| Summary: | 碩士 === 長庚大學 === 生物醫學研究所 === 102 === Hepatitis C virus (HCV) is a common cause of liver disease
worldwide. The persistent infection of HCV is associated with impaired
CD8 T cell function. Chronic infection can lead to fibrosis of the liver and
ultimately to cirrhosis, which is generally apparent after decades. In some
cases, those with cirrhosis will go on to develop liver cancer even die.
Human leukocyte antigen-DR (HLA-DR) and CD38 are expressed by
activated T cells during the acute phase of viral infections in humans.

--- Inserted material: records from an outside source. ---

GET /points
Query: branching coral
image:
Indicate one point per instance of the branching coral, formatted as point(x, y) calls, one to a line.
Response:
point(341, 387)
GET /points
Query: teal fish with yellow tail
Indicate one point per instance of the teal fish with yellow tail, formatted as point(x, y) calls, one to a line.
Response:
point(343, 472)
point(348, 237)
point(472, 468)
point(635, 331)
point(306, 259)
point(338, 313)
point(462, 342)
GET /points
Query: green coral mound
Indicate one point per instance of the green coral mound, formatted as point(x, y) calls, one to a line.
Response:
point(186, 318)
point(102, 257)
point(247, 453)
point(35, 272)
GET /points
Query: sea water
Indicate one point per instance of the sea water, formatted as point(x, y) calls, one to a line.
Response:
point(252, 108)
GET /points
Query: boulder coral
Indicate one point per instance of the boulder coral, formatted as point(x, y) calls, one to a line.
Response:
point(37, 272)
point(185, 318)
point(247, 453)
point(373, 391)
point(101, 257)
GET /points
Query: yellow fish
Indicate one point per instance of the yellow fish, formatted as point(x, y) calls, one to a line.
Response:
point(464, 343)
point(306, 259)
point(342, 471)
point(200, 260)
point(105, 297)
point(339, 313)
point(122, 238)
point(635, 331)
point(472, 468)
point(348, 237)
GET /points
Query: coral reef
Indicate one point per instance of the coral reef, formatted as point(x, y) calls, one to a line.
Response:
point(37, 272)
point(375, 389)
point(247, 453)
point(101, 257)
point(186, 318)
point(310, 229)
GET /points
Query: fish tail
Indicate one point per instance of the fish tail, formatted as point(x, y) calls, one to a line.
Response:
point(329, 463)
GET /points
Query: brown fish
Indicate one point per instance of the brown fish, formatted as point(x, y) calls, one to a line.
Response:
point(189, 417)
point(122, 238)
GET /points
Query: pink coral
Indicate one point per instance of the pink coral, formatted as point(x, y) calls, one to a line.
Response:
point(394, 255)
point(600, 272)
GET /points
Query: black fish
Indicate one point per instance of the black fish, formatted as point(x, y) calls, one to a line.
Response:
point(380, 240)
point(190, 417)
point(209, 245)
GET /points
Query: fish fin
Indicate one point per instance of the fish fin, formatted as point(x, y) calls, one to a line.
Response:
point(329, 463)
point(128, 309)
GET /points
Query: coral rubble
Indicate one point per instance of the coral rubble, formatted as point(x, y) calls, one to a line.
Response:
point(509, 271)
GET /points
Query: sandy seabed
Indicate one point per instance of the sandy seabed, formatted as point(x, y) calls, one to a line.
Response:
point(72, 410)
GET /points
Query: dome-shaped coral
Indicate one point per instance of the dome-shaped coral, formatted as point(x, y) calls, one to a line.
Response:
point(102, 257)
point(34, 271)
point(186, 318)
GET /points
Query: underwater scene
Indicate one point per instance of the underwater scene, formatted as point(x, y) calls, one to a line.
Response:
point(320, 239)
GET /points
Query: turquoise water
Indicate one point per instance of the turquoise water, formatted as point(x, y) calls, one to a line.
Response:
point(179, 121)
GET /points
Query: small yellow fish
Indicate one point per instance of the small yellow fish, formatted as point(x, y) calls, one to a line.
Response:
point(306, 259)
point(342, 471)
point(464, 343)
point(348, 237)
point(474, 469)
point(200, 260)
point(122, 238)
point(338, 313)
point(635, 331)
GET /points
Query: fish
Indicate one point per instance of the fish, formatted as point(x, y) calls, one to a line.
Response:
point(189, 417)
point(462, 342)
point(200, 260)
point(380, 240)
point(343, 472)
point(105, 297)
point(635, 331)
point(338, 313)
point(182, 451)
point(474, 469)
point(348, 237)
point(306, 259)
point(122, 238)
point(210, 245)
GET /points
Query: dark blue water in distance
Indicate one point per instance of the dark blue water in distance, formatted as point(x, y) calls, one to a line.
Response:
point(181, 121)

Previous studied indicated that the populations of CD38+HLADR+CD8+ T
cells were increased when infected with Human Immunodeficiency Virus,
Epstein–Barr virus and Hepatitis B virus. However, the role of
CD38+HLADR+CD8+ T cells during chronic HCV infection is poor
described and their function has not been studied yet. In my study, results
showed that the percentage of CD38+HLADR+CD8+ T cells in peripheral
blood of chronic HCV patients was significantly increased when
compared with healthy volunteer. The CD38+HLADR+CD8+ T cells have
increased expression of cytotoxitc molecules but also with higher levels
of inhibitory receptor than CD38-HLADR-CD8+ T cells. In addition,
results showed these cells would accumulate in the inflamed liver. Results
indicated that the both HCV specific and non-HCV-specific CD8+ T cells
contributed to the increase of CD38+HLADR+CD8+ T cells in patients
with chronic hepatitis C. Moreover, the CD38+HLADR+CD8+ T cells
would behave as innate CD8+ T cells and produce IFN-γ by
cytokine-dependent pathway. Taken together, we suggest that during
chronic HCV infection, these CD38+HLADR+CD8+ T cells, both
HCV-specific and non-HCV specific, were increased and accumulated in
the liver. Their role in the chronic hepatitis C needs to be elicited in the
subsequent studies.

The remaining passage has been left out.